At the same time, Democrats are still working to lock down the support of Sen. Kyrsten Sinema (D-AZ), the centrist holdout who is reportedly seeking to remove the bill’s provision to close the carried-interest loophole, a measure that is projected to raise $14 billion in revenue over 10 years. Sinema reportedly is also looking to add about $5 billion in funding to combat droughts to the package. The Wall Street Journal’s Andrew Duehren reports that aides are also preparing for changes to the bill’s 15% minimum tax on large corporations with profits that top $1 billion.

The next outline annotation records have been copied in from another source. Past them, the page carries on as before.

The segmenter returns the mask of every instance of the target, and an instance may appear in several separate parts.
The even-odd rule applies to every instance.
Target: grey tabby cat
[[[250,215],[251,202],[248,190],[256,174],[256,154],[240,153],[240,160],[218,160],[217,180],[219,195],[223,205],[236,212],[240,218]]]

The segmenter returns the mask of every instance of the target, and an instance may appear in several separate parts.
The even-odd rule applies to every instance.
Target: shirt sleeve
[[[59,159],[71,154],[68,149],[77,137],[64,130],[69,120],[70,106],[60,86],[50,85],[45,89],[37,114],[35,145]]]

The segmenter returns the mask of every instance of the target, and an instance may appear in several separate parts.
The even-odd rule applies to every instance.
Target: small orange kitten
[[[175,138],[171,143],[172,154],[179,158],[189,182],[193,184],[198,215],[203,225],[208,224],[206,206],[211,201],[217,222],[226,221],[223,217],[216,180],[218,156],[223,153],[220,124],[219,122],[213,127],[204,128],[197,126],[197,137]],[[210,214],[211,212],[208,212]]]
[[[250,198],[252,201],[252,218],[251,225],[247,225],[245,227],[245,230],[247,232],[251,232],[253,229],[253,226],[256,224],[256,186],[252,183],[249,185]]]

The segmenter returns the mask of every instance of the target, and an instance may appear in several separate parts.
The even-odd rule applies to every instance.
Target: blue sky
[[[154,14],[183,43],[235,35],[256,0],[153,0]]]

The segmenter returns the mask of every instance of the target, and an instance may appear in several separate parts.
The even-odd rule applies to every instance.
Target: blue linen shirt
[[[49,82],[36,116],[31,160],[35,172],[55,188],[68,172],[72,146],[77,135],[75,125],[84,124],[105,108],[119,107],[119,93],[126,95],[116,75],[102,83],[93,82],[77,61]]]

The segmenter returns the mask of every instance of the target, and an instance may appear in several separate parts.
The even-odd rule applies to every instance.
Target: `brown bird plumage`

Schumer’s announcement of an initial procedural vote Saturday afternoon sets a deadline of sorts for Sinema and Sen. Joe Manchin (D-WV) to finalize the bill ahead of what promises to be a lengthy floor debate of up to 20 hours followed by a “vote-a-rama,” a series of amendment votes with no set time limit.

The bottom line: Democrats still have some hurdles to clear, but final Senate passage of the Inflation Reduction Act could come as soon as Sunday night.

Former IRS, Treasury Chiefs Say Dem Bill Will Help Catch Wealthy Tax Cheats

“When you under-fund the IRS, it’s just a tax cut for tax cheats.” That’s what former IRS head John Koskinen told The New York Times last year in a discussion about the Biden administration’s plan to beef up the country’s beleaguered tax agency. This week, Koskinen joined with two other former IRS chiefs to express support for Democrats’ Inflation Reduction Act, which includes an additional $80 billion over nine years to enhance enforcement at the IRS.

On Thursday, Koskinen, who led the IRS in the Obama administration, released a joint letter expressing support for the proposed budget plan. He was joined by Fred Goldberg, who led the agency under President George H. W. Bush, and Charles Rossotti, who led the IRS under President Bill Clinton.

The former commissioners said the bill would provide a much-needed boost to the IRS, which “has shrunk to 1970s levels with technological infrastructure that is decades out-of-date and an audit rate that has dropped by 50 percent,” they wrote. “The sustained, multi-year funding contained in the reconciliation package is critical to help the agency rebuild. That will mean vastly improved services for taxpayers, who will be able to interact with a modernized IRS in a digital way, whose questions will be answered and issues resolved promptly and fairly, and who will find it simpler to get access to the benefits and credits to which they are entitled,” the commissioners added.

They also disputed Republican claims that the increased funding would be used by the agency to go after middle-class taxpayers and small businesses. “In fact, for ordinary Americans who already fulfill their tax obligations, audit scrutiny will decline, because the IRS will be better at selecting returns for examination,” they wrote. “This bill is about getting to the heart of the problem and pursuing high-end taxpayers and corporations who today illegally evade their tax obligations.”

Former Treasury secretaries join the chorus: Five former Treasury secretaries from both major parties issued a statement Wednesday expressing support for the Democratic bill.

“This legislation will help increase American competitiveness, address our climate crisis, lower costs for families, and fight inflation—and should be passed immediately by Congress,” said Robert Rubin, Larry Summers, Jacob Lew, Tim Geithner and Henry Paulson.

The former secretaries said the bill was “financed by prudent tax policy that will collect more from top earners and large corporations.” And they pushed back against the idea that the bill would raise taxes on middle-class households. “Taxes due or paid will not increase for any family making less than $400,000/year,” they wrote. “And the extra taxes levied on corporations do not reflect increases in the corporate tax rate, but rather the reclaiming of revenue lost to tax avoidance and provisions benefiting the most affluent.”